The behaviour of a particular layer is put into a function. Each function has a uniform structure and input to cope with the rest of the code. The following code snippet shows an example of the behaviour model of an 1D FFT radix2:
1 % ----------------------------------------------------------------------
2 % FFT 1D radix2 behaviour model
3 %
4 % Section 4.1.2
5 %
6 % Author: Gert Dekkers, KU Leuven
7 % ----------------------------------------------------------------------
8 % Syntaxis: [output_shape, complexity, nr_parameters] = FFT_1D_Radix2(pp,gp,input_shape)
10 % Inputs:
11 % (1) pp output shape of the layer given an input shape and parameters
12 % (2) gp complexity of the layer given an input shape and parameters
13 % (3) input_shape number of parameters of the layer given an input shape and parameters
14 % Outputs:
15 % (1) output_shape output shape of the layer given an input shape and parameters
16 % (2) complexity complexity of the layer given an input shape and parameters
17 % (3) nr_parameters number of parameters of the layer given an input shape and parameters
18 %
19 % Usage example (chain):
20 % - class_name: FFT_1D_Radix2
21 % does not contain any parameters
22
23 function [output_shape, complexity, nr_parameters] = FFT_1D_Radix2(pp,gp,input_shape)
24 % var inits
25 output_shape = zeros(1,gp.nr_dimensions);
26 complexity = zeros(1,gp.nr_arop);
27 %nr_parameters = zeros(1,1);
28 % output shape
29 output_shape(1,[gp.chid gp.frameid]) = input_shape(1,[gp.chid gp.frameid]);
30 output_shape(1,gp.featid) = ((2^nextpow2(input_shape(1,gp.featid)))/2 + 1)*2; %complex output first half of spectrum
31 % complexity
32 N = output_shape(1,gp.featid); % fft size
33 complexity(1,gp.multid) = N/2*nextpow2(N)*4;
34 complexity(1,gp.addid) = N/2*nextpow2(N)*2 + N*nextpow2(N)*2;
35 complexity(1,:) = complexity(1,:)*output_shape(1,gp.frameid); %multpl by frames
36 % number of parameters
37 nr_parameters = 1/2*output_shape(1,gp.featid); % twiddle
38 end
Such a function has three main parts: a) computation of output shape, b) computation of complexity and c) computation of amount of parameters. All of these outputs rely on parameters set in the processing chains (which are accesible via the pp struct). In- and output shapes have a size of three where these values represent the amount of channels/filters, amount of features and amount of time indices or frames. Over all chains you should always follow the same convention (the ordering is not changed on a layer by layer basis!). The ordering is controlled in the general config.

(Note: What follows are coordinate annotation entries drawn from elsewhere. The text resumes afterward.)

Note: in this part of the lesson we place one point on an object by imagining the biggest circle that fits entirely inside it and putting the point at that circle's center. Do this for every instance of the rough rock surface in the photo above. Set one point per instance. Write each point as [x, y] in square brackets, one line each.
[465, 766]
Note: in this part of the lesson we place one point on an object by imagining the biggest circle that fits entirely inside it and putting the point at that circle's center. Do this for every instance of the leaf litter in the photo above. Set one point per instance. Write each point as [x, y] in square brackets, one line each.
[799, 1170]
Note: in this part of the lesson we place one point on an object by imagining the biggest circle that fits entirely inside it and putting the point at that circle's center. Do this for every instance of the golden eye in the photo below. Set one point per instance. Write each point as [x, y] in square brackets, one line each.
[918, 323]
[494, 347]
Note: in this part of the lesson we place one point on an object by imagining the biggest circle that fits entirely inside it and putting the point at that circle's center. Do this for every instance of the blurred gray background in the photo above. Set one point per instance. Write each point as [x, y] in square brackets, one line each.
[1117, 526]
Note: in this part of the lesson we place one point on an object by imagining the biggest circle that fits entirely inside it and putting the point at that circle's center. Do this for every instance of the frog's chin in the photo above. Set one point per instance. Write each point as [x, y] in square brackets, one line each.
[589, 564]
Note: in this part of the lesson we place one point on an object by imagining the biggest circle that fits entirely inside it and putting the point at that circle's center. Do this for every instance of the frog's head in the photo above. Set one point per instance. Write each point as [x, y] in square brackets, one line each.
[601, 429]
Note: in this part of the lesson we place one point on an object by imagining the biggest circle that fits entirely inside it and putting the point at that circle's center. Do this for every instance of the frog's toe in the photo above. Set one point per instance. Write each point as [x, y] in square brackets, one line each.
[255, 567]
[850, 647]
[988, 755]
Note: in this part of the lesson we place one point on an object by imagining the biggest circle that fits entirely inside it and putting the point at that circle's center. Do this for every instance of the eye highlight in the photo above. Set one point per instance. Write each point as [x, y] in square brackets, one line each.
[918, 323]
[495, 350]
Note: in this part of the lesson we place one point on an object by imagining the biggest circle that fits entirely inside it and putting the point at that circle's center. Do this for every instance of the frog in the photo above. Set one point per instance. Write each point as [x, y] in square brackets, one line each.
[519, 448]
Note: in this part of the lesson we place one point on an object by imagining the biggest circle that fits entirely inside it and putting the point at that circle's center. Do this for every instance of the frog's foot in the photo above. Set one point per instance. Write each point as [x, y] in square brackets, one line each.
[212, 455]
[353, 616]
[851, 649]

If you would contribute a layer please make sure you follow the example. Also, it would be nice if you could place a reference to some documentation to let others verify the content. If during creating your own processing layer you miss some functionality, let us know.
- First public release
When using the script for research one should refer to the following paper:
G. Dekkers, F. Rosas, S. Lauwereins, S. Rajendran, S. Pollin, B. Vanrumste, T. van Waterschoot, M. Verhelst and Peter Karsmakers, “A multi-layered energy consumption model for smart wireless acoustic sensor networks],” KU Leuven, Tech. Rep., December 2018.
The script is released under the terms of the MIT License.